Telling Children about your Cancer

My wife and I both had parents who had, at one time or another, been faced with a serious medical situation. How they chose to tell us, as their children, had a strong influence on how we would decide to tell our children about their father having cancer. I wanted to tell them immediately and honestly. We were not going to make it a panic situation, but we were going to tell them the truth about what was going on.

Friday night our daughter was to have our undivided attention while she regaled us with stories of her conference. We would not tell her Friday. She we would tell on Saturday.

Our two boys were away at college. As much as I would have loved to have them come home, I was not going to ask them to do so. It was not necessary, yet. My wife and I were running an errand on Friday, getting dinner. On the way home, early Friday evening, I decided we should tell the boys then. I did not want to wait until the end of the weekend, I wanted them to have the weekend to think about it and have the opportunity to ask us questions. I did not want to wait until Sunday evening; what if they had a test Monday morning?

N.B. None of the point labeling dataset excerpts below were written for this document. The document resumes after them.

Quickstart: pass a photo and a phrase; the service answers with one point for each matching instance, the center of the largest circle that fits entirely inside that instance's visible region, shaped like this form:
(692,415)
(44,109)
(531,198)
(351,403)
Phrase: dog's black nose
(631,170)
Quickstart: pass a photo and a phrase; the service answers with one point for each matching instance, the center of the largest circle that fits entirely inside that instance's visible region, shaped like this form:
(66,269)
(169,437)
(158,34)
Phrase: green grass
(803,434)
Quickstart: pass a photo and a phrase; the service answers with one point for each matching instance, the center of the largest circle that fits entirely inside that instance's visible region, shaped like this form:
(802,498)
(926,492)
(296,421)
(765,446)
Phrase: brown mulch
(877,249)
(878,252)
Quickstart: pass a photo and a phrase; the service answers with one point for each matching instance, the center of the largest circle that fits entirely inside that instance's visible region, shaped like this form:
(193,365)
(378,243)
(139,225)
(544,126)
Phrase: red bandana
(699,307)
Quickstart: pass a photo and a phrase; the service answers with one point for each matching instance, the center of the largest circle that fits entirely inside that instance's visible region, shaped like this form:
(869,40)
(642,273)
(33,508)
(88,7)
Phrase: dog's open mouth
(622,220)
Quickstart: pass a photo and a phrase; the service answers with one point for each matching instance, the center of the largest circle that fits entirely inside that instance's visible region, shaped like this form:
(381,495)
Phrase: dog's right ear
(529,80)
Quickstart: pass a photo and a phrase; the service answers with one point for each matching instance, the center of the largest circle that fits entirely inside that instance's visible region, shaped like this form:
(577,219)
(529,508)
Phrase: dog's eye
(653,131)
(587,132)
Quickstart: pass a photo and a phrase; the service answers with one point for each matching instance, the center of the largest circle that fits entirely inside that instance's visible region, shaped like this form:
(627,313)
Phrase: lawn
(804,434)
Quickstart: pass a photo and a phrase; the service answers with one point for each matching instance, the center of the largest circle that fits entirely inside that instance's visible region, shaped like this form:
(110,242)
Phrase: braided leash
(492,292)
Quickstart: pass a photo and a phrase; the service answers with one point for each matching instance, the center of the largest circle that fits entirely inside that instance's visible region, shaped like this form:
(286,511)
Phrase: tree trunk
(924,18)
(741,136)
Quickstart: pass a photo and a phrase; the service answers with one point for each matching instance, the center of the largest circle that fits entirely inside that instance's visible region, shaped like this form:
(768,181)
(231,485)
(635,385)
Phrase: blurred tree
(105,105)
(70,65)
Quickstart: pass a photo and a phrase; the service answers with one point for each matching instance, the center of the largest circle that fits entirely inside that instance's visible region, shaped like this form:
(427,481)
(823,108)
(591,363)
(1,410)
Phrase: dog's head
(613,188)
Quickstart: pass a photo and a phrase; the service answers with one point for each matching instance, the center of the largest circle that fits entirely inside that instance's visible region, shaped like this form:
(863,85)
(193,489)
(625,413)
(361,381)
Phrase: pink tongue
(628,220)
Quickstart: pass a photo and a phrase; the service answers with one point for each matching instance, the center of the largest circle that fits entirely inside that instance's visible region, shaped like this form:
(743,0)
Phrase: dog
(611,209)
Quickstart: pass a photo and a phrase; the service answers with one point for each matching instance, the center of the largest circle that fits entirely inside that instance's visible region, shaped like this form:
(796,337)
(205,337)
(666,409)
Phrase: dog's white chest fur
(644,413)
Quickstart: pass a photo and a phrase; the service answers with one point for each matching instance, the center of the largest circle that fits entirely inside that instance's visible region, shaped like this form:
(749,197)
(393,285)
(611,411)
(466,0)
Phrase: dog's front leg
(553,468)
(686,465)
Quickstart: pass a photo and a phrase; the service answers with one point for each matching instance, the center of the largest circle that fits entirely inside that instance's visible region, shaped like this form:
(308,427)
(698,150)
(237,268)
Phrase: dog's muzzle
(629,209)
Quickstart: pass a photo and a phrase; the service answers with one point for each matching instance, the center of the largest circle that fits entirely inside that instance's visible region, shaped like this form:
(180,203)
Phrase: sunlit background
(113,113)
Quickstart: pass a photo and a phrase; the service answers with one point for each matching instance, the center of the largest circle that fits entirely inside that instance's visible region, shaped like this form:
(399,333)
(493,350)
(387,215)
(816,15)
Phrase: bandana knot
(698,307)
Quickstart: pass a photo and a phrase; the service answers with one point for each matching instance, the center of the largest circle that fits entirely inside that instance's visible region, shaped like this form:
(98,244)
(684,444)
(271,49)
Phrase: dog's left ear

So we sat in the driveway on Friday evening and called both boys. We decided my wife would tell them and then I would get on the phone with them. If I were to tell them it would just be too emotional for me. My wife strongly suggested to me that when I got on the phone with each of them I was to be positive and not get all upset. Now was not the time for that. We had to give them time to process it.

I do not remember who we called first, only that we reached each one on the first call. That was amazing in and of itself. We spoke with them both and told them mater of factually what was going on and what was going to happen. It was not an easy conversation and we tried to leave them reassured. They would have the whole weekend to think about it, talk to their friends or come home.

Telling them at this point was important. We did not want to wait until I was out of surgery and we knew what was what (that is one method we experienced as college students). We wanted them to be a part of this the entire journey. We did not know how everything was going to turn out, it was all so new and there was a lot of information we did not have. But we did not want to have all the answers before telling them. I also needed them to be a part of this experience. The worst case scenario meant I would die and not be a part of their lives. I did not want their memory of me to be that I did not want them to be part of what was, at that point, the most important event in my life.

The conversation with each went well, no one (i.e. me) cried. I have no idea what they did that night, how they handled it, with whom they talked or what they thought. But I do know they were included in what was going on in my life from the beginning.

The next morning we told our daughter. The night before she had her time to tell us all about her week at the conference. We had listened and asked her questions and found out all about what happened. But now it was our time to speak with her. We told her the reason her mother was late picking her up on Thursday was because of my doctor’s appointment. Then we told her why it took so long. Your daddy has cancer and will be having surgery and it will take it out. My daughter is usually quite verbose and able to share what is on her mind, even if you don’t want to hear it. She did not say a lot. She also did not get emotional in any way. It was kind of like she was just taking it in.

Even though I wanted my children to know what was going on because I did not want to exclude them from something so significant. It was important to keep them involved. But I also told them because I needed them to know. It was important to me that they know. It was one source of support for me. I knew I could talk with them about it and talking about such things is critical for healing. For my healing and, if I did not recover, for their healing.